Delete data from DB with autogen retention policy

stayorso · December 30, 2022, 9:32am

It seems impossible to delete data with default autogen retention policy activated.
Any workaround suggested? Is it possible to configure an infinite retention policy that doesn’t trigger this error?

delete FROM “autogen”.“h” WHERE “entity_id”=‘tempo_pdc_target_acs_temperature_48’ AND time > ‘2022-12-29T15:11:49’
ERR: error parsing query: retention policy not supported at line 1, char 1

Deleting data with autogen retention policy - General - InfluxData Community Forums

DELETE does not support renention policies · Issue #15180 · influxdata/influxdb (github.com)

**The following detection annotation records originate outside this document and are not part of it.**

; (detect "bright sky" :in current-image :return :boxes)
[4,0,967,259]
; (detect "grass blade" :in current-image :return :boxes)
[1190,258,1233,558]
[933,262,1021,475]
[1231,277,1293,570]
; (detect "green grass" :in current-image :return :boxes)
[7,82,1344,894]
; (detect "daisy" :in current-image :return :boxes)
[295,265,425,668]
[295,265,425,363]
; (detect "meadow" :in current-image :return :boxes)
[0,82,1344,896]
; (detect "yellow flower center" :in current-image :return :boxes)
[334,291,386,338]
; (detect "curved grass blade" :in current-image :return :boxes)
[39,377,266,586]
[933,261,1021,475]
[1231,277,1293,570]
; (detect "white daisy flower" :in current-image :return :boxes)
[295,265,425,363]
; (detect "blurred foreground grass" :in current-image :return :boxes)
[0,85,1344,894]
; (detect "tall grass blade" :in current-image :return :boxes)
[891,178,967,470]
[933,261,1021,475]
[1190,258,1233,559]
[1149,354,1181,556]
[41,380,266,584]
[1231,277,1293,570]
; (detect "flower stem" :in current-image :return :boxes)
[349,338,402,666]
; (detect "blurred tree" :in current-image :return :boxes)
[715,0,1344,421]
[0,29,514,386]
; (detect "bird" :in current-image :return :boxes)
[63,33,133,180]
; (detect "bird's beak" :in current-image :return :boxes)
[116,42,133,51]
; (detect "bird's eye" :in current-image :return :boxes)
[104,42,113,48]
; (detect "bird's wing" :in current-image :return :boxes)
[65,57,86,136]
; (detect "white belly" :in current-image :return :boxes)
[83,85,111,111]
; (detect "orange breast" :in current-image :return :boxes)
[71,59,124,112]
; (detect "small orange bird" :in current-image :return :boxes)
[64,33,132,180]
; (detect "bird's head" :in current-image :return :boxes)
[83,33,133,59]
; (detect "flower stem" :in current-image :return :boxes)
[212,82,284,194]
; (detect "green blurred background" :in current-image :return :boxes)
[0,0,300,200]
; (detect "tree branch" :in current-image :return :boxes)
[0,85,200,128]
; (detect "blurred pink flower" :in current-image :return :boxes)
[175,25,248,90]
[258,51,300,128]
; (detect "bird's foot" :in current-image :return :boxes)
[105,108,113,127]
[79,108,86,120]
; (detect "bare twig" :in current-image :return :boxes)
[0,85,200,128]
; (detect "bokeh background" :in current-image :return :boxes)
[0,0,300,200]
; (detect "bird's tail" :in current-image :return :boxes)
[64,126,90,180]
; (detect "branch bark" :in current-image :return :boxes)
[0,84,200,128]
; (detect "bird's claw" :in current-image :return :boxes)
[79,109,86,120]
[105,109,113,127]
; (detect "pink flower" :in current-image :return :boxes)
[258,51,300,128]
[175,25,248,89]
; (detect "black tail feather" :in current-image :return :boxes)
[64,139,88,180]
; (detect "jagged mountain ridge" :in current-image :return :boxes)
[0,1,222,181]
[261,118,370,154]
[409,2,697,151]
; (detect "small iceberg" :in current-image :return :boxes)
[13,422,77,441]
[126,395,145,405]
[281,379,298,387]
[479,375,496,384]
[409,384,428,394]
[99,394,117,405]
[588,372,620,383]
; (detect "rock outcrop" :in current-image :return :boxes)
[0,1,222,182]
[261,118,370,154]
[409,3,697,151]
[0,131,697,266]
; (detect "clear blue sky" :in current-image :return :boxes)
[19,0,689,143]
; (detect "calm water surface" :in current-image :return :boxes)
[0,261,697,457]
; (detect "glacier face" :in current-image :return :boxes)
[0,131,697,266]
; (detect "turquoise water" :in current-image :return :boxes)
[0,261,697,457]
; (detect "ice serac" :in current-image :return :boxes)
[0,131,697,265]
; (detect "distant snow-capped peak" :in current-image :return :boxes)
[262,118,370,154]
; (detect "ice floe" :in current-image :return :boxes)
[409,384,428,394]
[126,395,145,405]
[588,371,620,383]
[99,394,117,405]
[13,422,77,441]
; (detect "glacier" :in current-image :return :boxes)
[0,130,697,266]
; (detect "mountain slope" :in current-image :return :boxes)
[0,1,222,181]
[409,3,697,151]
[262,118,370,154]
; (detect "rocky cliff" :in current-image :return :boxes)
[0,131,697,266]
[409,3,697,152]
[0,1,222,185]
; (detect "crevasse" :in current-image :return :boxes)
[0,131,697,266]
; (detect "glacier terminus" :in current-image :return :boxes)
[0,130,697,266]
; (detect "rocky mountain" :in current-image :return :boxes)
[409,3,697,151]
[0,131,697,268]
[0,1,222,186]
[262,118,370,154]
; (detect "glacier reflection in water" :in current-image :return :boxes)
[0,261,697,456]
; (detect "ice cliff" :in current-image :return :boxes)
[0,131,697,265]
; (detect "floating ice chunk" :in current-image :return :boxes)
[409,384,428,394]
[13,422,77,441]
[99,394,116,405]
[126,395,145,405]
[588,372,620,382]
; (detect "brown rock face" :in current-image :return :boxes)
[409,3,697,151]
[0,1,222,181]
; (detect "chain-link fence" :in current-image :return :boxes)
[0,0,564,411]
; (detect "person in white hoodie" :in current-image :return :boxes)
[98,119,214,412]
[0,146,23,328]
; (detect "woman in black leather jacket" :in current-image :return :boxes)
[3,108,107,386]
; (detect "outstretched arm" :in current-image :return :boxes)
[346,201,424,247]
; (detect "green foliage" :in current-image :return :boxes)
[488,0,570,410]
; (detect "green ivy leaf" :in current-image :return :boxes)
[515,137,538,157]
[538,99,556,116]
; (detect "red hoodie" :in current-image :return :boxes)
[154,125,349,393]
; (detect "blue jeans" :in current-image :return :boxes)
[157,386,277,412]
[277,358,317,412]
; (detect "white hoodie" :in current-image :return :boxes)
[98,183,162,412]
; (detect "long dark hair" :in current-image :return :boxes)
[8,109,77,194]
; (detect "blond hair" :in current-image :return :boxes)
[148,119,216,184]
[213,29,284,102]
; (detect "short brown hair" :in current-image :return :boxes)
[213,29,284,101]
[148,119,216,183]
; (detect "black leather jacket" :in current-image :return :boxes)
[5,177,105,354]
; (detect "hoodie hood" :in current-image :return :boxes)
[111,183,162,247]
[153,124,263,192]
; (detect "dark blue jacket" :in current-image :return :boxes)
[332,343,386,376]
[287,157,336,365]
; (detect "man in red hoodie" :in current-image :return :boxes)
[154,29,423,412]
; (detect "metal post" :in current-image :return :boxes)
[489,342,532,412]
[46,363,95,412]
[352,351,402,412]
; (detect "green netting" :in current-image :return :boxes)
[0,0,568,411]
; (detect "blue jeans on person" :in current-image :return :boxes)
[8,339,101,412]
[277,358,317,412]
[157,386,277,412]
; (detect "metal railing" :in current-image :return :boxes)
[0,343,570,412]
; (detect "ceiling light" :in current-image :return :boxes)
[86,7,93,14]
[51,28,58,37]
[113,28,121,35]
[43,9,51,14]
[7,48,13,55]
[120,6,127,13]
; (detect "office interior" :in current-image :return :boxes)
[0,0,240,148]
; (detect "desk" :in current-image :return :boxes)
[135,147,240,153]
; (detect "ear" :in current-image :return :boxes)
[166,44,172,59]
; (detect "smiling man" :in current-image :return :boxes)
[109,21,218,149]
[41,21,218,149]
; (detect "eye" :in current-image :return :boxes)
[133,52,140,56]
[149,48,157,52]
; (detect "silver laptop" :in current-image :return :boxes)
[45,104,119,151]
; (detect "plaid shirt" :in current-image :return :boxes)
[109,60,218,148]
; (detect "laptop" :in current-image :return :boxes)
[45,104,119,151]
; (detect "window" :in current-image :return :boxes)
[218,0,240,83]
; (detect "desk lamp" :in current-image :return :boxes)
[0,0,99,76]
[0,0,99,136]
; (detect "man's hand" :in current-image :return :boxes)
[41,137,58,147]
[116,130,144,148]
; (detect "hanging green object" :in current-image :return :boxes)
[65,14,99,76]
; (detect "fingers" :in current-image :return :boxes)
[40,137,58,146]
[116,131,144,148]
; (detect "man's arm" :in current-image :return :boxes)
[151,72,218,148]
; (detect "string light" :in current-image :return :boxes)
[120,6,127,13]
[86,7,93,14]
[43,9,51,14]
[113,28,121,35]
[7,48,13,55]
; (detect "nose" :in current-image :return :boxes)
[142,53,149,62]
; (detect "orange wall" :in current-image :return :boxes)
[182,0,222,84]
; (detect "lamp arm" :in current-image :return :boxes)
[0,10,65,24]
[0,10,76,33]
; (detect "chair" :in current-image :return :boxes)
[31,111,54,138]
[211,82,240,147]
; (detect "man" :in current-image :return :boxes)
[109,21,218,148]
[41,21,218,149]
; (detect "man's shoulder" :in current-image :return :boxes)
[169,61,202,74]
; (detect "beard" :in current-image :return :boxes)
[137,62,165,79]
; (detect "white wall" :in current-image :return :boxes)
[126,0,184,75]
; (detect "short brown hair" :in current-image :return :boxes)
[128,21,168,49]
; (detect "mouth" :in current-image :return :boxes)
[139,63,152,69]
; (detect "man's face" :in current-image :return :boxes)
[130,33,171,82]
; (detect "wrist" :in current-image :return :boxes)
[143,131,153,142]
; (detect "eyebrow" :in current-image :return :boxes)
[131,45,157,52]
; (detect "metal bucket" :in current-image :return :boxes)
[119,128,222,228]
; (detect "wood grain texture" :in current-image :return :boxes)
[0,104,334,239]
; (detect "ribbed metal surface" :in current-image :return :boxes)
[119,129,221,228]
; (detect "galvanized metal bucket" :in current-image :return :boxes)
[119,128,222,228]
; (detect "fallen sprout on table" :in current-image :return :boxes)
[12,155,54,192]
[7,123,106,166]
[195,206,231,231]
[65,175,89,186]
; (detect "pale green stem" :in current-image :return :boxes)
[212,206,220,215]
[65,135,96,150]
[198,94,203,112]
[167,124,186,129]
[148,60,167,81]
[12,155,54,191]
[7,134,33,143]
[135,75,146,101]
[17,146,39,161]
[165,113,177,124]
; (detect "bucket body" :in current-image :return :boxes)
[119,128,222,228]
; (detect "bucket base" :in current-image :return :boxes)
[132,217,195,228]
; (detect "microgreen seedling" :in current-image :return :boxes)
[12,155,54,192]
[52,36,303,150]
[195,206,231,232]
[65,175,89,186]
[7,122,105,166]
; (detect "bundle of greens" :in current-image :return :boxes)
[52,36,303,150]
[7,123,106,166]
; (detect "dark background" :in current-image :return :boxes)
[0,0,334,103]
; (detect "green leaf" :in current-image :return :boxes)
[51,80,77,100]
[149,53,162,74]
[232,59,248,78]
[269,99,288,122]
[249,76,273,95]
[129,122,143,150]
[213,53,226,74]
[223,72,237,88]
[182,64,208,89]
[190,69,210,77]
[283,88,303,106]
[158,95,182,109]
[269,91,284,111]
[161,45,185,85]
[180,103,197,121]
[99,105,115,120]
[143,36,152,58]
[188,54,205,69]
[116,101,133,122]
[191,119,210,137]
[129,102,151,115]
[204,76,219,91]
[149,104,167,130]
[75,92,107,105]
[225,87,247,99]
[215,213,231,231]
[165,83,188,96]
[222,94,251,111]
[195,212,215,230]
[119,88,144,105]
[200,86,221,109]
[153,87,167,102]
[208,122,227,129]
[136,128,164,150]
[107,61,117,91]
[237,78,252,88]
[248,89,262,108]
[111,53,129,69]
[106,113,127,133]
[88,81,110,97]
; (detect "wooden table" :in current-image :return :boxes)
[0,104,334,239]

Anaisdg · January 3, 2023, 5:42pm

Hello @stayorso,
Welcome! This is solved in 2.x if you want to upgrade.
But “autogen” isn’t the name of your db correct?
CAn you try a command like:
> DROP SERIES FROM "h2o_feet" WHERE "location" = 'santa_monica' where h2o_feet is the name of your measurement?
Thank you.

stayorso · January 3, 2023, 6:12pm

Hi @Anaisdg, thank you!

No, autogen is not the name of the db, it’s the retention name.
I’ve also tried to copy all the date to another db with a different retention name, but always “infinite” and the bug persists.

I would love to move to 2.x and I’ve tried many times, but still I didn’t manage to transfer the “old” db

bcutter · May 9, 2024, 5:14pm

I simply can’t delete any data.

Using delete from "%" where "entity_id"='h5055_batt'; seems to work (no output, so it seems to fail silentsly), but doing a select shows/confirms: data still exists.

Retention policy is open end (Duration: ∞, so infinite - for good reasons).

Using delete from "homeassistant"."autogen"."%" where "entity_id"='entity_id=h5055_batt'; gives

ERR: error parsing query: retention policy not supported at line 1, char 1

HOW CAN I FREAKING GET RID OF DATA (single series)

scott · May 9, 2024, 8:34pm

When you use DELETE or DROP SERIES, you can’t scope the request to a retention policy. It’s scoped to a measurement and is deleted across all retention policies in a database.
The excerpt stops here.